Вот и нарекли ученые наблюдатели «странствующую»Ярославскую губернию «краем отхожих промыслов». («Более чем 1/8 часть населения Ярославской губернии странствует в погоне за счастьем по всем дорогам государства» (Гакстгаузен А. , барон. Исследования внутренних отношений народной жизни и в особенности сельских учреждений России. М.,1870. Т.1С.125.) См. также: Безобразов В.П. Край отхожих промыслов. (Из путевых воспоминаний)// Новь.1885.№10. С.265-275; №11С.375-383. Очерчивая условные пределы «края отхожих промыслов», В.П.Безобразов включал в них и граничившую с Ярославской губернией северо-западную окраину Костромской губернии (Буйский уезд)). А ведь, заметим, и прочие губернии центральной России, где земля тоже не особенно расположена к щедрому урожаю, также поставляли своих бесчисленных промысловых рекрутов в города.

Но только ли земля была причиной такой веселой подвижности ярославского крестьянина? Ведь встречались здесь и оазисы куда как небедной землицы, способной своей возделанной пашней весь год кормить славную ораву крестьянской семьи. Исторический жребий подарил ярославцу шанс новых горизонтов существования, явившись ему подлинным университетом активного социального действия. Известно, что еще в середине 16 века Ярославль оказался гигантским перекрестьем важнейших торговых – сухопутных и водных – путей Русского государства. Все флаги, как говорится, были в гости к нам, да и сами мы не без стягов «в чужи» въезжали. «Это движение затягивало ярославца, вовлекало его в торгово-коммерческий оборот, уводило за родные ворота», - глядя у околицы вслед сбредавшему земляку, фиксирует важный культурологический факт Е.А. Ермолин. (Ермолин Е.А. Ярославец как культурный тип (опыт реконструкции культурного мифа) // Ярославская старина . 1997г. Вып.4 С.26.)

Вековая привычка к деятельности на шумных торговых перепутьях закалила ярославский ум и дух, выковала волю предприимчивого скитальца. Путешествовавшему в 1843 году барону Гекстгаузену, любопытства ради заглянувшему в ярославские поля, только и оставалось с подлинной немецкой педантичностью уяснить очевидную данность: «Побуждение к промышленности вытекает из народного характера жителей Ярославской губернии и их способностей. Здешний крестьянин подвижен, деятелен, боек, изобретателен, переимчив, любит ремесла и склонен к торговле». (Гакстгаузен А.,барон Исследования внутренних отношений народной жижни и в особенности сельских учреждений России. М.,1870.Т-1 С.106). А что до народных «странствований», так и в старой Европе немец не смог отыскать образцы подобных явлений, вся философия которых в локальном духе и силе исторической привычки.
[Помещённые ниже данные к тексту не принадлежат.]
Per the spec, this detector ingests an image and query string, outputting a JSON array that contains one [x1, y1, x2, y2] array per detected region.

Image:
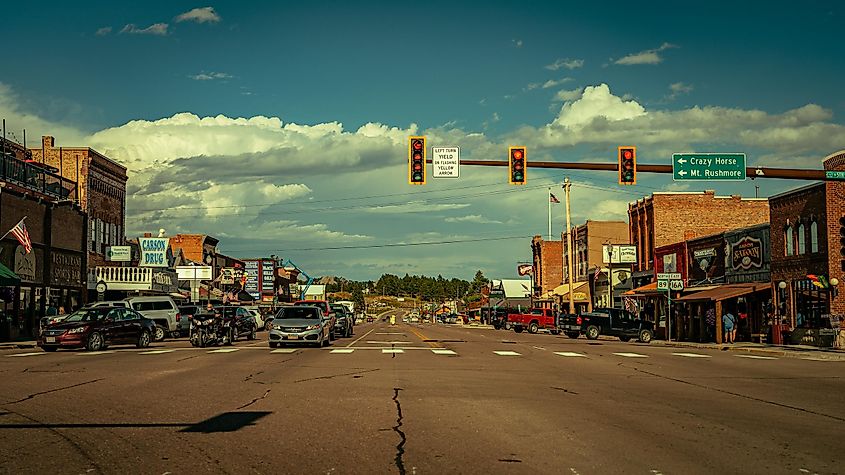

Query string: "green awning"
[[0, 264, 21, 287]]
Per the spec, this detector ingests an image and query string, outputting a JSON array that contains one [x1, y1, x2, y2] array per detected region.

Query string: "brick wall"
[[628, 190, 769, 272]]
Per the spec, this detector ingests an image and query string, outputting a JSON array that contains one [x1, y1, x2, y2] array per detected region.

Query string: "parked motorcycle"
[[190, 313, 234, 348]]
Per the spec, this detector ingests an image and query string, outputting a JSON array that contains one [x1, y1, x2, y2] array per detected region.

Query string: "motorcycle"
[[190, 313, 234, 348]]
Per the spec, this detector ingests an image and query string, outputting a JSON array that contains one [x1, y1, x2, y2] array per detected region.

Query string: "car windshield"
[[65, 308, 111, 322], [276, 307, 320, 320]]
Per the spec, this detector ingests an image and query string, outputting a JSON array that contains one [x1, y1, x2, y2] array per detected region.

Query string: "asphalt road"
[[0, 312, 845, 475]]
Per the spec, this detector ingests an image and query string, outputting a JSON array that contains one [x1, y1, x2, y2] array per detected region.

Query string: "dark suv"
[[331, 303, 355, 338]]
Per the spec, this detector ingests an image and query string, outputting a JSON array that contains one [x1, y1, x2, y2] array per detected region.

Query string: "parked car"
[[508, 308, 560, 335], [214, 305, 258, 342], [331, 303, 355, 338], [124, 295, 182, 341], [38, 307, 156, 351], [269, 305, 334, 348], [294, 300, 337, 340], [560, 308, 654, 343]]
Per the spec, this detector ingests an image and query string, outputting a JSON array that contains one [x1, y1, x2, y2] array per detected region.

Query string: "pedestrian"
[[722, 311, 736, 343]]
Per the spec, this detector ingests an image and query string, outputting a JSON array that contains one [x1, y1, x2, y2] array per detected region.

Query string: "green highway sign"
[[672, 153, 745, 181]]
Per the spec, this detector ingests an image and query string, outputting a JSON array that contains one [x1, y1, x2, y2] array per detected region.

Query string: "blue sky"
[[0, 2, 845, 279]]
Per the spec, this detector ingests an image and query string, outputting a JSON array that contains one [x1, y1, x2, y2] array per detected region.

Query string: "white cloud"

От себя добавим, что природный экстраверт и дитя цивилизации, ярославец часто и дело-то себе выбирал полюдимее да понажористее, и везде непременно гнул свою «ярославскую политику», - ну, то есть, денежку зашибал. Недаром про смышленых «себе на уме» ярославцев в народе сложилась колючая частушка:

Ярославцы, как апостолы,

По всему свету разосланы.

Не народ просвещают,

А карманы очищают.

(Орлов Л.В. Старый Любим и вся Россия/Подгот. Текста и коммент.Г. Красильникова. Вступ. Ст. Г. Красильникова и А. Рутмана. Яр. 2000. С.116.)

Подводя некоторые итоги состоявшейся выше краткой дискуссии об исторических основаниях «ярославца», предоставим слово еще одному осведомленному автору, хоть и скрывавшему себя зачем-то под псевдонимом «Ф.С.Б.» (нельзя путать с уже раскрытым и всем в понимани доступным). Со всех сторон разглядывая столь выдающийся предмет собственных антропологических наблюдений, автор в газетной публикации 1892 года констатировал: « По характеру своих отхожих промыслов Ярославская губерния […] отличается от других губерний. Главною ее особенностью является то, что большинство местного населения идет или в половые, или в приказчики, или в торговцы. Такой характер промыслов в нашей губернии объясняется самой природой ярославских жителей. Со словом «ярославец» мы привыкли обыкновенно связывать тип человека пронырливого, хитрого, ловкого, сметливого – качества, необходимые для каждого приказчика, для каждого лавочника, для каждого, пускающегося в торговую аферу. Главным пунктом, куда стекается отхожее население, служит Петербург и нередко Москва. Это тяготение к Петербургу до того въелось в крестьян Ярославской губернии, что некоторые из них едут туда ради одного только названия, ради одного только диплома «питерщик»» (Ф.С.Б. Влияние отхожих промыслов на экономическое благосостояние и внутренний быт крестьян //Ярославские губернские ведомости (далее ЯГВ). 1892. Ч.н.№24.с.2).

 

В московских «сидельцах» и «питерщиках»

Бывало, сдобится ярославский паренек отойти из прадедовой деревни в столицу, - мочи уж нет ему на родной околоток взирать, - вот и припадает он с поклоном к своему кормильцу: «Слушай, батюшка! Благослави меня идти на чужую сторону, в Москву али в Питер, на заработки: там много нашего брата живет, а я из твоей воли не выйду нигде…». И батюшка с покорностью не им заведенного обычая вздыхает: и этому сыну пришла пора «в людях» побывать городского ума-разума набраться, стариков столичной копеечкой попотчевать, а если вдруг и повезет, то уважаемым,при добрых-то «капиталах», человеком стать.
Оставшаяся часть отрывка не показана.